In Focus – Lincoln’s Inn Fields
Holborn underground station, London (main exit, debouches onto Kingsway)
Guided by Peter G.
|Day||Walk Type||Start Time||End Time|
|9 August 2020|| Tour du Jour||10.45 am||12.45 pm|| Summer|
“infamous for outrages of every kind”
Streets Ahead More trailblazing by the best urban walking tour guides on the planet. In Focus walks are an extremely detailed look – “what I love about London Walks is the degree of granularity you get” (as that American visitor memorably put it) – at the most famous streets and squares of London. And their tributaries. This In Focus walk explores Lincoln’s Inn Fields, past and present.
Lincoln’s Inn Fields. London’s second-oldest square, the first to approach the classic form. All of London is here. It’s simultaneously a core sample of London, a crystallisation of London and a kaleidoscope of London. There’s art, literature, theatre, museums, architecture, the law, popular culture, class, wealth, poverty, crime & punishment, sport, sex, war, market, education, noisome trades, royalty, religious strife, verdancy, and no end of strife, struggle, trouble and cauldron bubble.

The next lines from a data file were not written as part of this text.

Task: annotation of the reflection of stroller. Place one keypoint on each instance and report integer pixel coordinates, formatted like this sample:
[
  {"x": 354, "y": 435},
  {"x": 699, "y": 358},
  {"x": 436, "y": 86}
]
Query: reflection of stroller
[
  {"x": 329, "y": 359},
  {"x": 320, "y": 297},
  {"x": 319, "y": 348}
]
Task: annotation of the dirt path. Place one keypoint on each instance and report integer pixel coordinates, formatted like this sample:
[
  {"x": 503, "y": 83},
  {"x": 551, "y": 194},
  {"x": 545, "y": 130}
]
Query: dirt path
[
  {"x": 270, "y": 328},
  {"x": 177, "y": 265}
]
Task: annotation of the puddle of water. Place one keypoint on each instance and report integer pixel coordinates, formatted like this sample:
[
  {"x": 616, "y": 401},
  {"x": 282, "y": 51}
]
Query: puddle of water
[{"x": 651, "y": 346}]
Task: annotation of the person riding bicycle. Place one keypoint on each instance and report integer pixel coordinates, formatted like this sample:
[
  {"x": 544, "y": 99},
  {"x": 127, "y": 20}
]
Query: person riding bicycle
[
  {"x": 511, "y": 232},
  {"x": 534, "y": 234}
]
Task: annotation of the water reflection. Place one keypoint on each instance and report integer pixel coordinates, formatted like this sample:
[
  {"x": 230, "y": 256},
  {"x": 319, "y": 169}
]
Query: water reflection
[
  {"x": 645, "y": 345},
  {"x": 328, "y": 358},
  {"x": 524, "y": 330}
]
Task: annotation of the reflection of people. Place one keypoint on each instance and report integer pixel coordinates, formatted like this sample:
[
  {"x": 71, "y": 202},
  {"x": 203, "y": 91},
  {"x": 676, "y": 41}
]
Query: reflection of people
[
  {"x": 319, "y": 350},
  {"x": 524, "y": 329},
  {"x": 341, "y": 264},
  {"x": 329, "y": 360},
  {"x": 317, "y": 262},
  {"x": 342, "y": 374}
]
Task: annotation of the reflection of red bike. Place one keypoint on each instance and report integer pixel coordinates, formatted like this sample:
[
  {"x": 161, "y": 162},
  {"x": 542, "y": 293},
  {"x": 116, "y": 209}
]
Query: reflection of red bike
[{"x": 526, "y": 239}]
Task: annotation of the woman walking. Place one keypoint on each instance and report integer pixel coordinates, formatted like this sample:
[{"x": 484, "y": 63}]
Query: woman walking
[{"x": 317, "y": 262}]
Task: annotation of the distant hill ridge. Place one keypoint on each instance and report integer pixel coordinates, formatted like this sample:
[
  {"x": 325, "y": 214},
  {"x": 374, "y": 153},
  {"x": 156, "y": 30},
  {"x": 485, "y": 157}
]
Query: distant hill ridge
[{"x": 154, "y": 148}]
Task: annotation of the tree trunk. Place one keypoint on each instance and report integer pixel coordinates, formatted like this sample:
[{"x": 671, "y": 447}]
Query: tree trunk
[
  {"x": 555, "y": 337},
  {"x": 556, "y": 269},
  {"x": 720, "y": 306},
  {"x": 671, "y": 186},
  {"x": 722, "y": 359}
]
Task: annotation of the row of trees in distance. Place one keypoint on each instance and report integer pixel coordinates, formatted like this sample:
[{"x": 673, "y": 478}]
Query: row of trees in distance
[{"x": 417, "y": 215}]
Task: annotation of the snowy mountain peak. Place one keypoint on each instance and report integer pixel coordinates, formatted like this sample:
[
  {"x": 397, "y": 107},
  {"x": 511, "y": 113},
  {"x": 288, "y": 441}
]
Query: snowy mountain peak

To get a feel for Lincoln’s Inn Fields – to see the skull beneath the skin – is to understand London. Turn the kaleidoscope which way you will these 13 acres gobsmack you. Maybe begin with the dimensions: by a curious coincidence, it’s almost exactly the size of the base of the Great Pyramid. Move on to the names of its parts: Newman’s Row, Portugal Row, Arch Row, Cup Field, Purse Field. There are (or were) its “amenities”: a pillory, a rubbish tip (a useful lurking-place for footpads), a royal mistress named Nell Gwynne (heard of her?); the Queen’s solicitor (this is here and now); a nearby growing and noisome slum; a famous theatre (it opened The Way of the World, The Beggar’s Opera, The Provoked Wife); rabbit warrens; grazing for sheep; wooden houses and “shedds”; a gravel “pitt”; air-raid shelter trenches; a “Colditz-like fence”; “the occasional congregation of prostitutes in the Fields”; architectural masterpieces on three sides; bonfires, rope dancing, puppet plays; a reservoir for “extinguishing of fires” and “skeeting”‘; putrid odours; watch houses; twenty “globular lamps”; entrant streets and alleys, including a secret passage; goats; tennis and netball courts (today); London’s most magical small museum; London’s second most magical small museum.

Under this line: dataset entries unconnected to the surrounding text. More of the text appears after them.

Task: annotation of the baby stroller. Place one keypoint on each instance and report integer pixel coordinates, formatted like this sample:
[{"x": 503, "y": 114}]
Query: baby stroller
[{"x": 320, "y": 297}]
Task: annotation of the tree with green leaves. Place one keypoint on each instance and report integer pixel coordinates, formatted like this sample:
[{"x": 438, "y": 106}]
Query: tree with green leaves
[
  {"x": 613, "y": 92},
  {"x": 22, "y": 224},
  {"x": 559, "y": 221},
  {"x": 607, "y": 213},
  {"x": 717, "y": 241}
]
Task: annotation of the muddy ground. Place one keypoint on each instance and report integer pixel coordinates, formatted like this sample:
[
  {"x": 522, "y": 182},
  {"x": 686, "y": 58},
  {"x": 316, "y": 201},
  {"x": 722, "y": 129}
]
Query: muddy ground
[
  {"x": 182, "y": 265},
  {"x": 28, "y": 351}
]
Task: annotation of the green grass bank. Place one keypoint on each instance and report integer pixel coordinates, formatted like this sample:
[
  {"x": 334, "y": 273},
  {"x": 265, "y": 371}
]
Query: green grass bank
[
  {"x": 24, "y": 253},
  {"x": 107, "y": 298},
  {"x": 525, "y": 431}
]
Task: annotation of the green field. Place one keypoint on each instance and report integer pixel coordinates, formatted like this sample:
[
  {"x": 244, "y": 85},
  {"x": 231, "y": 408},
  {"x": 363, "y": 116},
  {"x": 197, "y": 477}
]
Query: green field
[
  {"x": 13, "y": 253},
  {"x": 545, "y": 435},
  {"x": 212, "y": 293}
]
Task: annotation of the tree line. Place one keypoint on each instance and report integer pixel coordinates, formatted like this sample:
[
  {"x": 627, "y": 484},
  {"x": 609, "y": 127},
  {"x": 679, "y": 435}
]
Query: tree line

Above all, there’s the garden. London’s largest public garden. A place for Londoners to recreate (ahem); a place – “a dignified setting” – for “a select few to pursue cultivated discourse, entertainment and leisure as well as sport, including archery and bowling;” a place of “great mischiefs”, of “gaming, idleness, robberies, assaults, outrages and enormities…a place where mountebanks and multitudes of loose disorderlie people are daylie drawn together.” Yes, above all, the garden, “the biggest and one of the best in London.”
Last but not least the line-up, the people. In addition to the aforementioned Nell Gwynne and her “Charles the 1st” (the nobleman who beat Charles II to the, er, punch) and Queen Elizabeth II and her solicitor with his stable of HNWIs, there’s the Earl of Rochester (the most brilliant and filthiest of Restoration poets – it’s beyond perfect that he was in Lincoln’s Inn Fields, “devoting himself to plays, prologues and affairs with actresses”), there’s William Blackstone and Lord Mansfield (and no end of other legal luminaries), there’s the only prime minister to have been assassinated, there are the poets Tennyson and Thomas Campbell, there are another three prime ministers (William Pitt the Younger, William Gladstone and Ramsey Macdonald), there are architects Inigo Jones and John Soane (of course), there’s the artist Zoffany, there’s Roget of Thesaurus fame, Dickens of course, and Surtees, there’s the Beadle (in his “blew great Coat faced with red and brass gilt Buttons with a red Cape laced with Gold and a Hat with broad Gold Lace and a Staff with a Silver head”), there’s Cromwell’s soldiers and the Army of the Dispossessed; there are office girls playing netball and those 17th and 18th-century horizontales, there are jugglers and quacks and mountebanks, there are executioners, there are slaughter-men, tripe boilers, tallowing-melters and other offensive tradesmen. Well, you get the idea.
The great Dr Johnson once opined that London was, in his estimation, above all the concentration of what is true everywhere, and is therefore the appropriate stage for the complete articulation of human nature. “A great city,” he said, ‘is the school for studying life.”
Lincoln’s Inn Fields is the concentration of the concentration.
LINCOLN’S INN FIELDS – THE PRACTICALS
Lincoln’s Inn Fields – The In-Focus Walk takes place at 10.45 am on Sunday, August 9. The meeting point is just outside the main exit of Holborn Tube Stop. The walk is guided by Peter.